Mosul University Library

It has been written that a university is just a group of buildings gathered around a library. In Mosul, this was indeed the case. The library was not only the beating heart of the University of Mosul, but of the city itself.


Built in 1967, Mosul University Library was the largest in northern Iraq and one of the largest in the Middle East and North Africa. The space once housed more than one million books—600,000 Arabic-language materials and 400,000 resources in English and other languages—for 150 university departments covering diverse fields of knowledge and 30,000 periodicals, in some cases dating back to 1700 CE. The library contained 1,600 manuscripts, 5,000 government publications from as far back as the founding of the modern Iraqi state in 1921, and versions of the Quran from the 19th century. Foreign culture corners gave students and researchers the chance to explore diverse literary traditions and faraway lands. 

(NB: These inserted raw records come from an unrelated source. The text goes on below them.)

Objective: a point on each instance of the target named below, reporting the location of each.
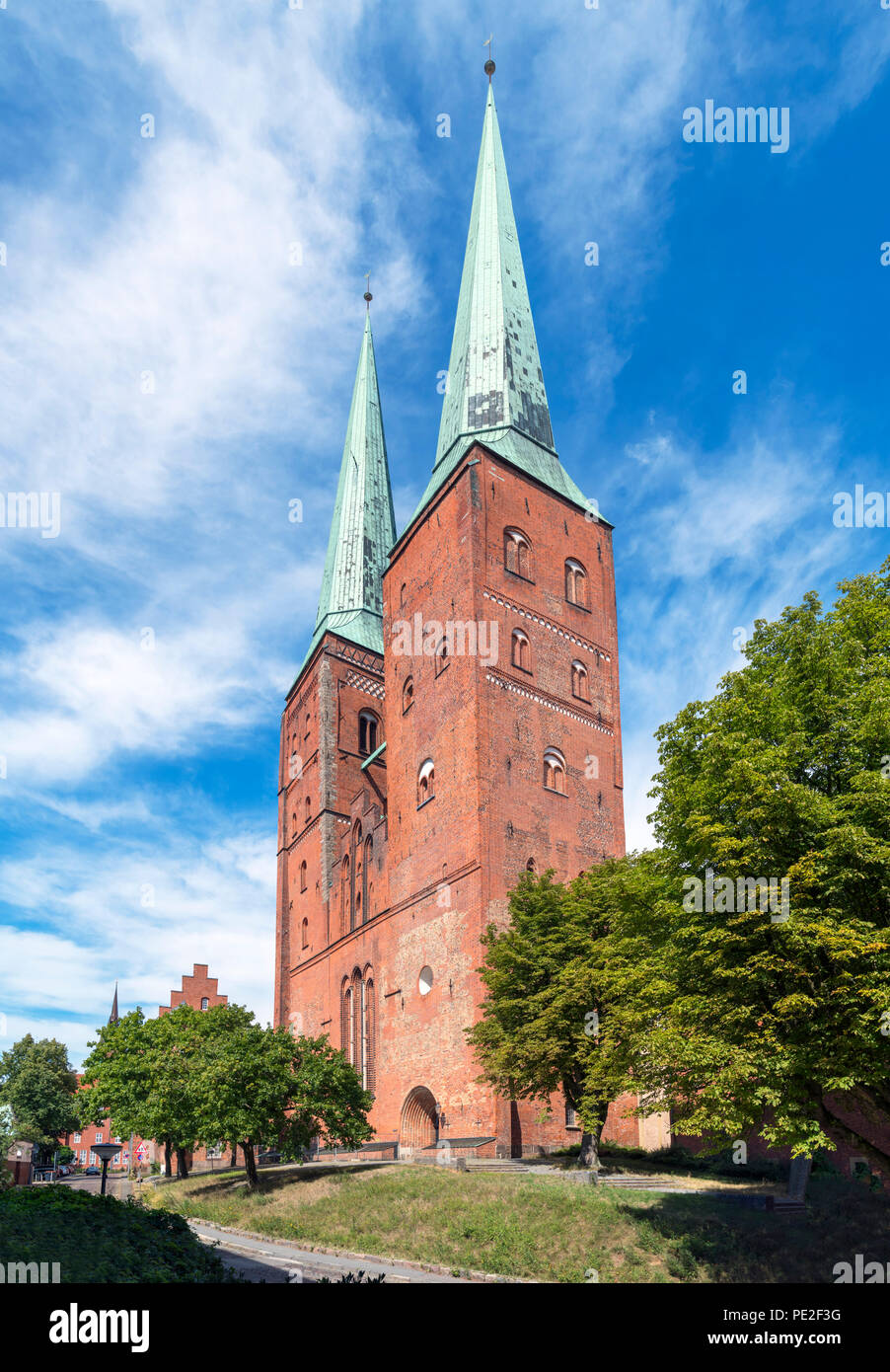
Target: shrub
(102, 1239)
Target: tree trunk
(588, 1157)
(250, 1164)
(798, 1178)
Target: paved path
(260, 1259)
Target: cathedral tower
(489, 660)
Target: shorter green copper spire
(362, 528)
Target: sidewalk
(273, 1261)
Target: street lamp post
(106, 1151)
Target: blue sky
(172, 369)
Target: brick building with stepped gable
(199, 991)
(456, 722)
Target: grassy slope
(545, 1228)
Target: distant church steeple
(362, 528)
(495, 391)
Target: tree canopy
(204, 1076)
(38, 1086)
(734, 1017)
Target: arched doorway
(418, 1126)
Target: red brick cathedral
(456, 721)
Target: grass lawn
(546, 1228)
(101, 1239)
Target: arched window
(575, 583)
(345, 1020)
(555, 770)
(425, 782)
(520, 650)
(370, 1073)
(369, 854)
(344, 896)
(358, 1024)
(517, 553)
(366, 732)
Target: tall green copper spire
(495, 390)
(362, 530)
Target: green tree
(266, 1086)
(7, 1139)
(784, 776)
(38, 1086)
(734, 1020)
(147, 1075)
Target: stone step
(494, 1165)
(640, 1182)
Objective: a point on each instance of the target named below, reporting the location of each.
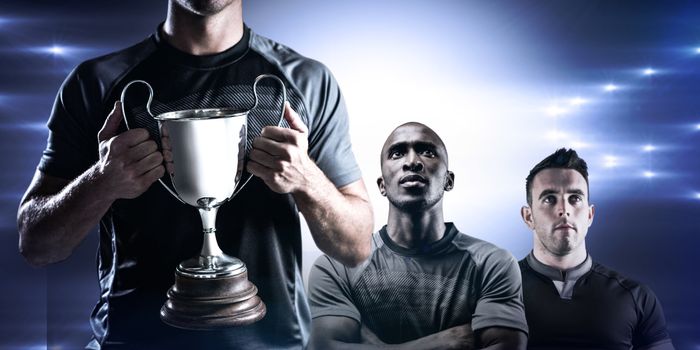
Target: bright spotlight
(610, 87)
(56, 50)
(555, 135)
(577, 101)
(610, 161)
(579, 145)
(555, 111)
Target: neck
(203, 35)
(561, 262)
(414, 229)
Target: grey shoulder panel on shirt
(480, 250)
(322, 109)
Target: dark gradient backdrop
(504, 83)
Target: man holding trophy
(242, 282)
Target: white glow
(610, 87)
(577, 145)
(610, 161)
(556, 135)
(555, 111)
(577, 101)
(56, 50)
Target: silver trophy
(203, 151)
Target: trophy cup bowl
(203, 152)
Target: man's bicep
(355, 189)
(500, 338)
(43, 185)
(328, 329)
(500, 303)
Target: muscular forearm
(52, 225)
(341, 224)
(442, 340)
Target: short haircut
(561, 159)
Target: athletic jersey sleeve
(650, 331)
(72, 141)
(500, 303)
(329, 136)
(329, 290)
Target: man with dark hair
(94, 171)
(572, 302)
(425, 285)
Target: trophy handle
(255, 104)
(148, 110)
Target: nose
(413, 163)
(564, 208)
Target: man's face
(205, 7)
(560, 213)
(414, 168)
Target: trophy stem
(210, 247)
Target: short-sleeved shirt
(602, 310)
(403, 294)
(142, 240)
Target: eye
(429, 153)
(549, 200)
(395, 154)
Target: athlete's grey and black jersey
(142, 240)
(589, 307)
(404, 294)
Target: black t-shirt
(142, 240)
(403, 294)
(604, 310)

As a house of learning and knowledge at the centre of the university, the library was among the first institutions targeted by ISIS after their occupation of Mosul in 2014. They would later burn it completely, destroying nearly all of its contents and the building’s structure. Some 50,000 students and university staff are now unable to complete their research and academic projects in addition to independent researchers from Mosul, nearby cities and other parts of Iraq. We want to change this.

A Call to Action

This is an urgent call for solidarity, support and assistance from our friends in universities, public libraries, organisations & institutions, publishing houses, and the media as we begin the long journey to rebuild our library collections and eventually Mosul University Library itself. The library is critical to the university’s reopening and students’ return to their studies as they, together with the city, endeavour to start their lives anew. Iraq’s people, especially the younger generation, need resources that develop their minds and support progress of themselves and their country in an effort to move beyond the cycle of war and violent conflict.  

Who Are We?

The Mosul Book Bridge campaign was started by a lecturer at the university, Dr. Alaa Hamdon, with the goal of replacing all the lost books. He has since been joined by Dr Caroline Sandes (International Council on Monuments and Sites, UK); Dr Alice König (Senior Lecturer in Classics, University of St Andrews, UK) and Ms Kate Walker (Education Consultant and PhD Candidate, University of Sheffield, UK). Together, Alaa, Caroline, Alice and Kate lead efforts and are supported by other scholars

(including members of the Royal Society of Edinburgh's Young Academy of Scotland). We utilise our networks within higher education and publishing and engage with the wider academic community to realise a shared vision of a restored Mosul University Library. We work alongside other organisations (such as Book Aid International).